Les filles au lion de Jessie BURTON

Publié le par Hélène

1967 Odelle originaire des Caraïbes vit à Londres en colocation avec son amie. Après avoir travaillé plusieurs années dans un magasin de chaussures, elle accepte un nouveau poste dans une galerie d'art dirigée par l'énigmatique Marjorie Quick et simultanément elle rencontre Lawrie Scott. Elle tombe sous son charme et quand il lui dit détenir un tableau qu'il aimerait faire expertiser, tout naturellement, il s'adresse à la galerie d'art de Marjorie. Mais la réaction de cette dernière à la vue du tableau est assez surprenante.
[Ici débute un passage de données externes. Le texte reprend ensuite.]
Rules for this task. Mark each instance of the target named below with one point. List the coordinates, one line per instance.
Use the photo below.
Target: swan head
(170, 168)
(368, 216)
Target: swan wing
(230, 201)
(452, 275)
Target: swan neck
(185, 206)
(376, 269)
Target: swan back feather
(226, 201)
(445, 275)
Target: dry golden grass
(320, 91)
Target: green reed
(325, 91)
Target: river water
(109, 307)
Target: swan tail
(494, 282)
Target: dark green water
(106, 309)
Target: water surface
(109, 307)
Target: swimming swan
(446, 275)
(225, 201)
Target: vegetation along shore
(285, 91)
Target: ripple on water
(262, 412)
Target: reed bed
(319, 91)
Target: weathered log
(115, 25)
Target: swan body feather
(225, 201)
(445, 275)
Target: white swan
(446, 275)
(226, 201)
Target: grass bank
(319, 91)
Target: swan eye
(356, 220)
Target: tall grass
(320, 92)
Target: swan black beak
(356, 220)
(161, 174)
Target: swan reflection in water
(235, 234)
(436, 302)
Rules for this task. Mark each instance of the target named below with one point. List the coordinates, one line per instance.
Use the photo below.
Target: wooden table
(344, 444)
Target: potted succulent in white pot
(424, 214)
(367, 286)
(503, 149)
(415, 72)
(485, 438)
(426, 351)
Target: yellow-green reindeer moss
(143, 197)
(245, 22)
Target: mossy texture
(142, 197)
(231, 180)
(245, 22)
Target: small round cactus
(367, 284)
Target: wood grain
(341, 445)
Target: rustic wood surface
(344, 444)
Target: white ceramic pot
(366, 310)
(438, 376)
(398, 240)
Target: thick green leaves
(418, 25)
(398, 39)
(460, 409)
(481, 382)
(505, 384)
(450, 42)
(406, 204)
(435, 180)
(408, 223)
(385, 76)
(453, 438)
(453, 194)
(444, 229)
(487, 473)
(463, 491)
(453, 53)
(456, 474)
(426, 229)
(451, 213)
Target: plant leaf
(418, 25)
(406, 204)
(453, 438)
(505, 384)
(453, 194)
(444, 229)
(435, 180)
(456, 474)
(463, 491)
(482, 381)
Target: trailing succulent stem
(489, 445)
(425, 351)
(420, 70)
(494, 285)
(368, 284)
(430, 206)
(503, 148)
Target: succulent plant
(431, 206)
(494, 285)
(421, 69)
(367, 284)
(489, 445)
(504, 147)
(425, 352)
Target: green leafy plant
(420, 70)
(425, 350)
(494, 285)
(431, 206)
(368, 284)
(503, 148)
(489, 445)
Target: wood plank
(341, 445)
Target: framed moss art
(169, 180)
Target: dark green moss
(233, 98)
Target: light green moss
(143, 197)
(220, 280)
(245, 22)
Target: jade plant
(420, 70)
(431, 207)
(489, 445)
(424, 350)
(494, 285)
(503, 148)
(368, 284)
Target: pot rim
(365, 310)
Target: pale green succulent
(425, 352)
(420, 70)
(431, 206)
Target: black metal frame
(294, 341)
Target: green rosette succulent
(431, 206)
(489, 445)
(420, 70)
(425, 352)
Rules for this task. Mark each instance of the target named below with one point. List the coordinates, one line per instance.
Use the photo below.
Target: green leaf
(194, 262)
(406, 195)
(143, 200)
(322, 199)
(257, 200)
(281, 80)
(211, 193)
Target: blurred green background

Que cache ce mystérieux tableau à l'auteur indéterminé ? Odelle, intriguée par tant de mystères se plonge alors dans l'histoire de ce tableau.

Parallèlement nous suivons le destin de la famille de Harold marchand d'art viennois installé en Espagne dans les années 30 avec sa femme Sarah et sa fille Olive, jeune peintre. La famille rencontre Teresa et Isaac, deux jeunes gens du village, avec qui chacun va lier des relations particulières...

Ce que j'ai moins aimé : J'avais tellement aimé Miniaturiste, que j'attendais cette lecture avec impatience, mais malheureusement je n'ai pas retrouvé l'enthousiasme de ma première lecture de l'auteur. Jsalle'ai trouvé ce roman-ci beaucoup plus poussif, j'ai rapidement compris les tenants et les aboutissants, et le manque de surprise a aussi terni ma lecture.

Certaines pistes comme l'acte de création, à l'oeuvre chez Odelle qui écrit des nouvelles et chez Olive qui peint, auraient pu être davantage exploitées.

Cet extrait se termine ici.